Она недоверчиво уставилась на него, тряхнула рыжей гривой:

– Кордовин, не морочь мне голову! В жизни не поверю!

– Увы, – кивнул он сокрушенно, – ужасающий артрит правой руки. В период обострения я этого ножа не удержал бы… Стареем, Марго – я имею в виду себя, конечно. Ты-то молода и прекрасна. Но. У меня есть парочка способных ребят, которые…

– Исключено! Мне нужен только ты, думаешь, я забыла – как виртуозно…

Он замолчал. Дал ей еще минут пять нести с энтузиазмом несусветную чушь, изредка кося глазом на грациозную, как кошечка-подросток, юную встрепанную официантку в коротких белых брючках. Наконец, отложив нож и вилку, склонился над столом, и глядя в круглые голубые глаза бравого солдата Швейка, тихо отчеканил:

– Марго. Слушай меня, малышка. Ты будешь делать то, что я скажу.

* * *

Лет пять назад они купили небольшой дом в Лос Анхелес де Сан Рафаэль, лилово-холмистом городке в двадцати километрах от Сеговии. Вот к этому дому, обложенному неровными кусками темно-серого камня, окруженному невысоким каменным забором, с высаженными по внутреннему периметру молодыми кипарисами, с коваными воротами, которые только по эскизу Марго могли соорудить оторопевшие кузнецы: пики, вензеля в стиле рококо и два льва, разинувших в зевке пасти, – вчера, часа в три пополудни, он подрулил на съемной машине.

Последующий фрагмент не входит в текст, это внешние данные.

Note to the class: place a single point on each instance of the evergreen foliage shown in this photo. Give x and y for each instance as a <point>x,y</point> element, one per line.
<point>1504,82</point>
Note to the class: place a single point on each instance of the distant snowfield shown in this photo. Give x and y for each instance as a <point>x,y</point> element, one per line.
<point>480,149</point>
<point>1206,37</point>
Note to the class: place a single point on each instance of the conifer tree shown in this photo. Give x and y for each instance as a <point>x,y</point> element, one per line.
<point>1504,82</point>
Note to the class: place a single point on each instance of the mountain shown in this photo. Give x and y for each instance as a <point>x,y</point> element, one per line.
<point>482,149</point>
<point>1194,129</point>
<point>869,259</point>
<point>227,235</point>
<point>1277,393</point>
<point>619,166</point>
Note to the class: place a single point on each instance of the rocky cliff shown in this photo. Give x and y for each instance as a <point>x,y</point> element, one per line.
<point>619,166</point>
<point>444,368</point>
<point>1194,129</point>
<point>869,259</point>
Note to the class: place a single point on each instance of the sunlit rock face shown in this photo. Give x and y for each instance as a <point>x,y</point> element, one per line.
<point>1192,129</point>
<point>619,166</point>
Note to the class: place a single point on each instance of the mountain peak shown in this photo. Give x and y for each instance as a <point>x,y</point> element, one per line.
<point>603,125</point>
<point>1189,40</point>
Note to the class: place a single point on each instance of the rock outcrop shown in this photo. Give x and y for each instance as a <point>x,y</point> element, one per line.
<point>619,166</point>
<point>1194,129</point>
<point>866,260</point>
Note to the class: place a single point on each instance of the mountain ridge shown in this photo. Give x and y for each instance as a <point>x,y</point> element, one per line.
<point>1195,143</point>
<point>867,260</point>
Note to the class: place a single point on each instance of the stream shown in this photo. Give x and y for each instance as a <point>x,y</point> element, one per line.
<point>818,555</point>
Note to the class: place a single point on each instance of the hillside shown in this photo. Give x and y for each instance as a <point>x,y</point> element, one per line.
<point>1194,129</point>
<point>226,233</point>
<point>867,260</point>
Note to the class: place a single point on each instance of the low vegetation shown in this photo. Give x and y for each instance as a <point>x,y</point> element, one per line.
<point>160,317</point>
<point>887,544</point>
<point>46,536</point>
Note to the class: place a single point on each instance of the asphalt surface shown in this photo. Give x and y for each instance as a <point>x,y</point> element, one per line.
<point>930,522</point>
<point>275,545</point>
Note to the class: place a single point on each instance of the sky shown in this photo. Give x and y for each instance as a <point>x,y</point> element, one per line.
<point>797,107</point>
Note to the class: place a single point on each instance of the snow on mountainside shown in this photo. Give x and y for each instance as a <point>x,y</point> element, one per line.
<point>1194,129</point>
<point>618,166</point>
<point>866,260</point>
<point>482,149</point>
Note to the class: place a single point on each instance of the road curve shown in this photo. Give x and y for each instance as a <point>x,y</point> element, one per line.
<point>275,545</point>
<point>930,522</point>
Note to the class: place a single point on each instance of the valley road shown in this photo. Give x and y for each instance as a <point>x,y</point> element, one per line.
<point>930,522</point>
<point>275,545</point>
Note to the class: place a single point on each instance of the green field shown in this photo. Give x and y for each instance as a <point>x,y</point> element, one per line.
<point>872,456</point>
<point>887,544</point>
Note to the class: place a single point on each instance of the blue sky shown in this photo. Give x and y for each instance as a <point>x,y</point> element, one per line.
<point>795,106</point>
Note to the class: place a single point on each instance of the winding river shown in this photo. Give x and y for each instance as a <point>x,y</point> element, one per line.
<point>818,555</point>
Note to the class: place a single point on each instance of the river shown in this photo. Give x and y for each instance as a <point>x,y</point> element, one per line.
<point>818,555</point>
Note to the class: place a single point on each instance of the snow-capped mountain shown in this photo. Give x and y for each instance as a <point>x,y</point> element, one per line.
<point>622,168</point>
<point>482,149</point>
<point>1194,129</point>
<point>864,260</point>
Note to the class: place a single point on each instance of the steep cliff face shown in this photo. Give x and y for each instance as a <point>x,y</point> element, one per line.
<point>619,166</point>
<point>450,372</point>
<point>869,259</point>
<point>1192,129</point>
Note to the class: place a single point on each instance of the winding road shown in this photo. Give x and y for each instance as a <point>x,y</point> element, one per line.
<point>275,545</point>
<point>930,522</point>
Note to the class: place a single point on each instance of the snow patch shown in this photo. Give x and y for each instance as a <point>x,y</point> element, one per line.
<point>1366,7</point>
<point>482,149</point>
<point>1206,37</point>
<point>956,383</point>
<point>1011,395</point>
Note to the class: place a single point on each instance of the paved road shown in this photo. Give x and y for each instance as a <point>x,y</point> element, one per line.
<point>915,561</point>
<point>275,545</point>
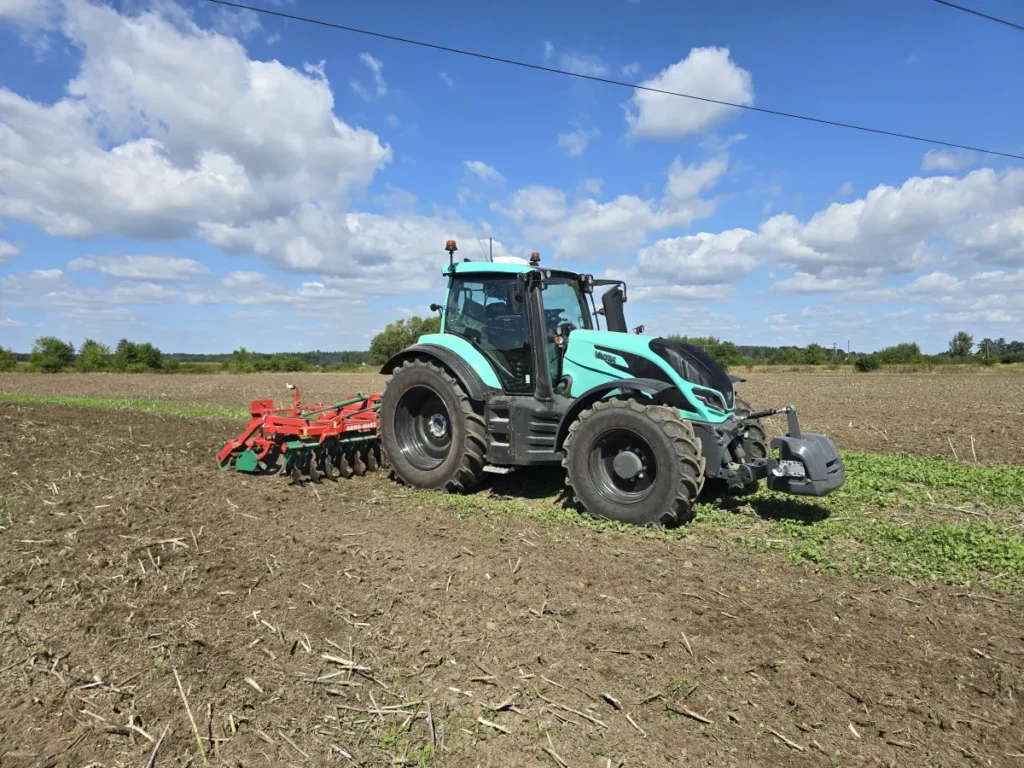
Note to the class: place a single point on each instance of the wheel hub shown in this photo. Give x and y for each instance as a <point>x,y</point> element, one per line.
<point>437,426</point>
<point>627,465</point>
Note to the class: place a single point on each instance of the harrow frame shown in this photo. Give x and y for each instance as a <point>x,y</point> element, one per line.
<point>307,440</point>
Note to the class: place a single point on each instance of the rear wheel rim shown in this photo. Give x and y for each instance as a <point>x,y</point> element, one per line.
<point>423,428</point>
<point>601,460</point>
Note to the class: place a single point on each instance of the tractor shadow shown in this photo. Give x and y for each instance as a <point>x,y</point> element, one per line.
<point>536,483</point>
<point>547,483</point>
<point>776,507</point>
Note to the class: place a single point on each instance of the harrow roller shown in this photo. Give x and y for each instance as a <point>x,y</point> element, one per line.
<point>312,441</point>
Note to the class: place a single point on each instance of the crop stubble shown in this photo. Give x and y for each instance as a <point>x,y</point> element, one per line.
<point>354,619</point>
<point>936,414</point>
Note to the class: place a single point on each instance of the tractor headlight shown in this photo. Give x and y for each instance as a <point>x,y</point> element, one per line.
<point>711,398</point>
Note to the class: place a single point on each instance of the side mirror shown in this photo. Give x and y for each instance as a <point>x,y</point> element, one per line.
<point>516,297</point>
<point>612,304</point>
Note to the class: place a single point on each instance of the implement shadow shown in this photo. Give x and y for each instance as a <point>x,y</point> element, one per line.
<point>775,507</point>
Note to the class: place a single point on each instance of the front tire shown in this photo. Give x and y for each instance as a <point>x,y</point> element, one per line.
<point>431,435</point>
<point>634,463</point>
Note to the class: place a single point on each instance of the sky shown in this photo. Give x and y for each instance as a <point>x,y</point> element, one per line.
<point>205,178</point>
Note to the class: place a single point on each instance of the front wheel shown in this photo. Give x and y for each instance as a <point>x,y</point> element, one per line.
<point>634,463</point>
<point>431,435</point>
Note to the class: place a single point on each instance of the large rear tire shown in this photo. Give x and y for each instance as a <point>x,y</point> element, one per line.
<point>634,463</point>
<point>431,434</point>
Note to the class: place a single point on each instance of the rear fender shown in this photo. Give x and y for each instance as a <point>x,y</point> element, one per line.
<point>663,392</point>
<point>471,381</point>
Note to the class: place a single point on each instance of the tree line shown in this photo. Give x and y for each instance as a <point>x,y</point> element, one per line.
<point>50,354</point>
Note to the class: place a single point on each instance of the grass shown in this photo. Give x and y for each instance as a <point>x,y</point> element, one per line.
<point>908,516</point>
<point>184,410</point>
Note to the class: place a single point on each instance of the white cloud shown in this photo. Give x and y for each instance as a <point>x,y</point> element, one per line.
<point>590,187</point>
<point>137,150</point>
<point>938,160</point>
<point>8,251</point>
<point>906,228</point>
<point>483,171</point>
<point>687,181</point>
<point>141,267</point>
<point>380,84</point>
<point>706,72</point>
<point>574,142</point>
<point>696,259</point>
<point>583,64</point>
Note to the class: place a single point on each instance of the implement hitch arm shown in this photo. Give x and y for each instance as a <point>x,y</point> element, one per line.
<point>791,417</point>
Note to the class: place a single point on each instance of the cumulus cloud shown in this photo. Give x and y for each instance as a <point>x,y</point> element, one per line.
<point>135,148</point>
<point>8,251</point>
<point>576,142</point>
<point>141,267</point>
<point>706,72</point>
<point>483,171</point>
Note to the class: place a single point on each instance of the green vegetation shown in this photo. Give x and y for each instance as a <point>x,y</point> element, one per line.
<point>908,516</point>
<point>398,335</point>
<point>866,363</point>
<point>51,355</point>
<point>912,517</point>
<point>54,355</point>
<point>184,410</point>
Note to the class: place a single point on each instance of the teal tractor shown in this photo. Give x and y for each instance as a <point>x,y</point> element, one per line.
<point>522,375</point>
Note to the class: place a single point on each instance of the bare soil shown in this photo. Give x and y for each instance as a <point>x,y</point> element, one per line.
<point>936,414</point>
<point>358,623</point>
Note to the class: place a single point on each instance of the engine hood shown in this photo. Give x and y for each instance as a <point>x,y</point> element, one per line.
<point>695,366</point>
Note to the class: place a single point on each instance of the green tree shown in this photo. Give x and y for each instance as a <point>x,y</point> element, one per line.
<point>52,355</point>
<point>814,354</point>
<point>7,360</point>
<point>398,335</point>
<point>137,357</point>
<point>962,344</point>
<point>866,363</point>
<point>900,354</point>
<point>93,356</point>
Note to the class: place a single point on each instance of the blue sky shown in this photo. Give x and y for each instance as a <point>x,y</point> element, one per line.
<point>202,178</point>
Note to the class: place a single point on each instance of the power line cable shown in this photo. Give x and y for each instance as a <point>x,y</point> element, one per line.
<point>979,13</point>
<point>609,81</point>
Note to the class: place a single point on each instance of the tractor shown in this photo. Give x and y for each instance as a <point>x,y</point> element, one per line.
<point>521,374</point>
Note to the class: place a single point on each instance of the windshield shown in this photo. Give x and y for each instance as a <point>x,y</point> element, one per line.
<point>564,304</point>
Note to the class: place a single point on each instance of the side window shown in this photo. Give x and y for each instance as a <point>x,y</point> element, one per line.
<point>477,311</point>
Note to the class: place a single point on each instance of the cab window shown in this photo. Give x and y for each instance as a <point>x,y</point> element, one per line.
<point>477,310</point>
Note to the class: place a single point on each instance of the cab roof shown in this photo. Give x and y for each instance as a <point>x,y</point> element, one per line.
<point>498,267</point>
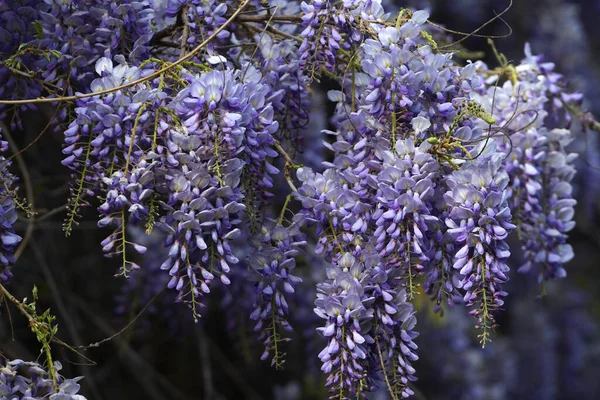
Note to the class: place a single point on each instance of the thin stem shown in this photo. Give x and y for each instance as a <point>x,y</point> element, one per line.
<point>137,81</point>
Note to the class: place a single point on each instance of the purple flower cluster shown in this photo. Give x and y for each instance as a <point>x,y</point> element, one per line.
<point>50,45</point>
<point>273,263</point>
<point>433,164</point>
<point>8,215</point>
<point>29,380</point>
<point>479,220</point>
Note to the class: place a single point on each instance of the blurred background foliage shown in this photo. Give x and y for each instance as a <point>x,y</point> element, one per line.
<point>547,348</point>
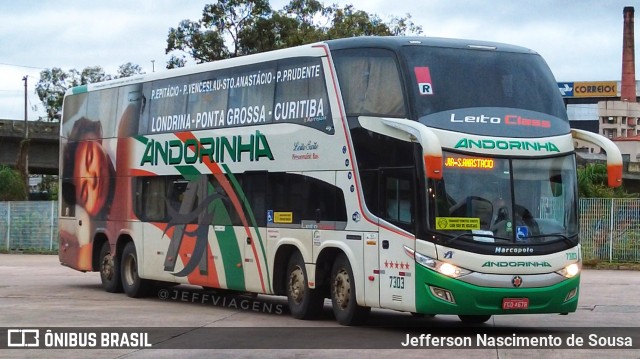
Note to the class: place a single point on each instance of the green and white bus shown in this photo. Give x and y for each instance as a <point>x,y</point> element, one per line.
<point>424,175</point>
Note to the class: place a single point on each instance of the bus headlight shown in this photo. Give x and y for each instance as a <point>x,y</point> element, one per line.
<point>570,271</point>
<point>447,269</point>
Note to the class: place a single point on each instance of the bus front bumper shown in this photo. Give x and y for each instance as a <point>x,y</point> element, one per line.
<point>439,294</point>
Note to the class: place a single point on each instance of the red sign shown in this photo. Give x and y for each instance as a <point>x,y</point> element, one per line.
<point>423,76</point>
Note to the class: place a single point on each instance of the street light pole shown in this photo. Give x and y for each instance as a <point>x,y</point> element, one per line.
<point>25,146</point>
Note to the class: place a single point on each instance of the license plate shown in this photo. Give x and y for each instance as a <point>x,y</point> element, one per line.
<point>515,303</point>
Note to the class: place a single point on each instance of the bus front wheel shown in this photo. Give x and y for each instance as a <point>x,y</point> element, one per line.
<point>304,302</point>
<point>343,294</point>
<point>109,270</point>
<point>133,285</point>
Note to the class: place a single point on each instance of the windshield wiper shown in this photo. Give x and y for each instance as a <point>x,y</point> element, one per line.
<point>556,235</point>
<point>453,239</point>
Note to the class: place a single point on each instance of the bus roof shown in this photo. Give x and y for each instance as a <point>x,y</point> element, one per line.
<point>396,42</point>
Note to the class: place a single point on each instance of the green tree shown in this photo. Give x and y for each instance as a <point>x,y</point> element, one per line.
<point>251,26</point>
<point>12,186</point>
<point>128,69</point>
<point>592,183</point>
<point>55,82</point>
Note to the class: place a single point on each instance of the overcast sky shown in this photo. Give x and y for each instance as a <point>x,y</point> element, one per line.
<point>580,39</point>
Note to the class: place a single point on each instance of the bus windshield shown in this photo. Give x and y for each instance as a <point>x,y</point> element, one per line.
<point>502,200</point>
<point>452,78</point>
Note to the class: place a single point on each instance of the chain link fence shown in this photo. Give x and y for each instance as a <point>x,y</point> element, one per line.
<point>29,226</point>
<point>609,228</point>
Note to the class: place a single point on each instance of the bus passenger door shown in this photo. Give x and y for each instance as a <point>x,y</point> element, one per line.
<point>397,207</point>
<point>251,230</point>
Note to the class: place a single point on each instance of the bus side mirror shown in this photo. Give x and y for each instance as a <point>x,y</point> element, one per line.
<point>556,185</point>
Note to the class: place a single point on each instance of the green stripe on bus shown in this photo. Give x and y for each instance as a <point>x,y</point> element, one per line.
<point>142,139</point>
<point>227,240</point>
<point>250,214</point>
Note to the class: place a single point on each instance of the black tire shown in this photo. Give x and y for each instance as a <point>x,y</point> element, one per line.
<point>474,319</point>
<point>109,270</point>
<point>132,284</point>
<point>343,294</point>
<point>304,302</point>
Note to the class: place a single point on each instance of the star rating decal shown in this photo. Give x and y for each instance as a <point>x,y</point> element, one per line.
<point>396,264</point>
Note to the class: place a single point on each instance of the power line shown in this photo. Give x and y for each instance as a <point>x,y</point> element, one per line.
<point>25,66</point>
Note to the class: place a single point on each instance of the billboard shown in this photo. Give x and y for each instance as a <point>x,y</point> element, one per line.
<point>588,89</point>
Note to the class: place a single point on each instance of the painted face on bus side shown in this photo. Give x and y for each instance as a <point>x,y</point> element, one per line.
<point>92,176</point>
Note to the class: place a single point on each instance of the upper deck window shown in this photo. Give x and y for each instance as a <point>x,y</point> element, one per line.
<point>446,79</point>
<point>370,82</point>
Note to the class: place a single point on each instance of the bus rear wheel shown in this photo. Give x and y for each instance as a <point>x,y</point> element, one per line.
<point>474,319</point>
<point>304,302</point>
<point>109,270</point>
<point>343,294</point>
<point>133,285</point>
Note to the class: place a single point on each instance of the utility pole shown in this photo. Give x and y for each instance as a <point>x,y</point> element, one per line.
<point>23,154</point>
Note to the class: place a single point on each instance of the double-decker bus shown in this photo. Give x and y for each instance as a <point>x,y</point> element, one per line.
<point>424,175</point>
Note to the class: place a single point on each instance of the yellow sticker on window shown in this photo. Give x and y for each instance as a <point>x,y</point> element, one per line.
<point>282,217</point>
<point>457,223</point>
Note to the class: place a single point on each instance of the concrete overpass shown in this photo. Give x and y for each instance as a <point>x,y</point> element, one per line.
<point>43,146</point>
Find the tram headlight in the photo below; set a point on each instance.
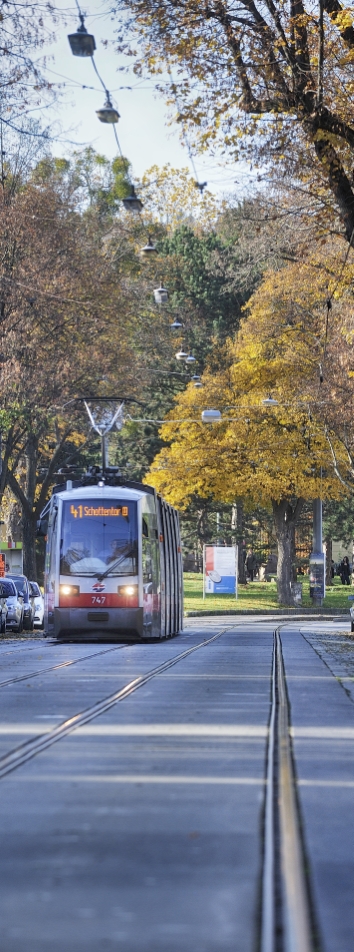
(128, 590)
(70, 589)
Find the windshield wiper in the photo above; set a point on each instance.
(129, 550)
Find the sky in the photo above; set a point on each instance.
(144, 132)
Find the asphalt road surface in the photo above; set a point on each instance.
(133, 789)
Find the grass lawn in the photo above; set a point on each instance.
(257, 595)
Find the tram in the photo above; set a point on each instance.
(113, 565)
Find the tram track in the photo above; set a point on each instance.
(287, 918)
(26, 751)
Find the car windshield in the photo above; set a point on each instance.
(8, 587)
(20, 584)
(96, 534)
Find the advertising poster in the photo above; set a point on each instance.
(220, 570)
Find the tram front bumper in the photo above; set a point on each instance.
(68, 621)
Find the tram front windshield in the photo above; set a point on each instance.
(99, 537)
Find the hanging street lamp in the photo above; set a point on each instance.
(148, 249)
(211, 416)
(270, 402)
(132, 203)
(108, 113)
(82, 43)
(161, 295)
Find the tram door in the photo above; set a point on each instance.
(151, 575)
(51, 565)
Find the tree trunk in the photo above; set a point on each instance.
(328, 544)
(237, 525)
(29, 521)
(285, 519)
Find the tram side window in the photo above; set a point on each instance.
(146, 554)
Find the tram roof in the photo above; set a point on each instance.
(128, 491)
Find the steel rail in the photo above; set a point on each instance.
(24, 752)
(268, 883)
(55, 667)
(285, 859)
(297, 917)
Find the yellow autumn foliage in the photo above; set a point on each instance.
(257, 452)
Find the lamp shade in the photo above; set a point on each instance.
(132, 203)
(108, 113)
(148, 249)
(161, 295)
(270, 402)
(211, 416)
(82, 43)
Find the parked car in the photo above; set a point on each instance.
(3, 609)
(14, 618)
(23, 591)
(38, 603)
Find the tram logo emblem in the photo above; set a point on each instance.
(98, 587)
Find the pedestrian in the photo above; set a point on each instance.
(345, 571)
(251, 564)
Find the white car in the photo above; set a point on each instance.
(38, 604)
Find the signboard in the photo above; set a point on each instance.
(220, 570)
(317, 575)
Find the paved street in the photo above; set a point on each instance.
(142, 828)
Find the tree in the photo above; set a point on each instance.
(277, 455)
(66, 322)
(267, 81)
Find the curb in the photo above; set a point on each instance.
(314, 612)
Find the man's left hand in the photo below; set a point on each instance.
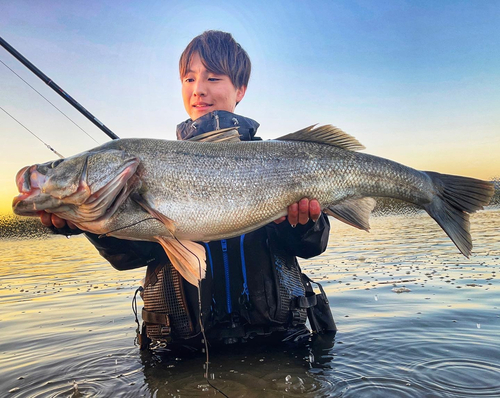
(301, 212)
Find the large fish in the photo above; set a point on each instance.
(180, 192)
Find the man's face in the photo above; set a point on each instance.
(204, 91)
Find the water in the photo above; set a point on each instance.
(415, 318)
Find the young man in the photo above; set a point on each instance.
(254, 286)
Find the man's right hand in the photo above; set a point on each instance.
(51, 220)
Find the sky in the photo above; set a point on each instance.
(417, 82)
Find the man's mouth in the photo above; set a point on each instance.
(201, 105)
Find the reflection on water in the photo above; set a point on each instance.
(415, 318)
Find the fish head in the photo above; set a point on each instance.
(66, 187)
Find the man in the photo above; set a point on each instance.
(254, 286)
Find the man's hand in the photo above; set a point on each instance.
(301, 212)
(50, 220)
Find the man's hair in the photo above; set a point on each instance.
(220, 54)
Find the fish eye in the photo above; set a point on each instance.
(55, 163)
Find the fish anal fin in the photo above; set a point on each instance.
(328, 135)
(354, 212)
(187, 257)
(170, 224)
(223, 135)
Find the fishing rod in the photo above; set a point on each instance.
(57, 89)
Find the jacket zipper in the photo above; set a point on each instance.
(225, 259)
(244, 267)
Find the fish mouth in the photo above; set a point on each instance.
(28, 181)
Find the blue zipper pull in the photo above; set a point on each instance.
(225, 259)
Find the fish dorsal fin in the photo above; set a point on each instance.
(224, 135)
(329, 135)
(354, 212)
(187, 257)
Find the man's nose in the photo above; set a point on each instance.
(200, 89)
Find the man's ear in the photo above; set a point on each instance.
(240, 93)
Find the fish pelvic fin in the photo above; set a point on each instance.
(354, 212)
(328, 135)
(187, 257)
(457, 197)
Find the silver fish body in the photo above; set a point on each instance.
(182, 191)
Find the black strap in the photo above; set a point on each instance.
(154, 317)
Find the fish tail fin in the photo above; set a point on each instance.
(187, 257)
(456, 197)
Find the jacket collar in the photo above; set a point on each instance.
(217, 120)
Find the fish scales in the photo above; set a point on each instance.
(226, 189)
(179, 192)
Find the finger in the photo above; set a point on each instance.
(303, 211)
(71, 225)
(314, 210)
(293, 214)
(58, 222)
(45, 219)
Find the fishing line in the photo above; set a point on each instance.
(200, 321)
(32, 133)
(202, 328)
(41, 95)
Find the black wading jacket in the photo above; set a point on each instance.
(252, 280)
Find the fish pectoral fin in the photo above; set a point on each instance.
(170, 224)
(223, 135)
(328, 135)
(355, 212)
(187, 257)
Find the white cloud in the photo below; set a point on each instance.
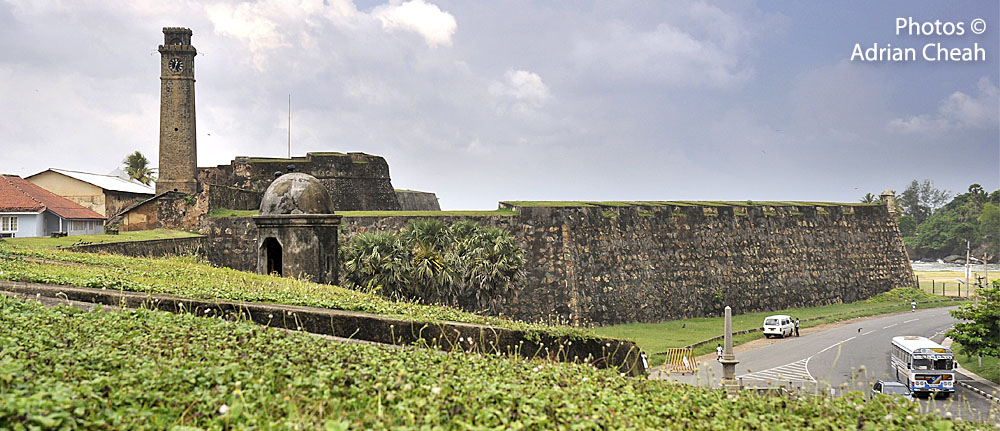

Здесь уже вовсю цвели деревья. Вся улица была засажена невысокими «арболь дель амор», деревьями любви, что цветут упругим сиреневым цветом. И волнующе пахло ранней загородной весной, чей ветерок почему-то всегда приносит идиотскую надежду на вечную молодость.

Паркуясь на стоянке возле дома, он слышал неистовый вопль Марго со второго этажа, из открытой на деревянную галерею двери. Значит, дома был кто-то из детей, а может быть – судя по децибелам – оба, и сын и дочь.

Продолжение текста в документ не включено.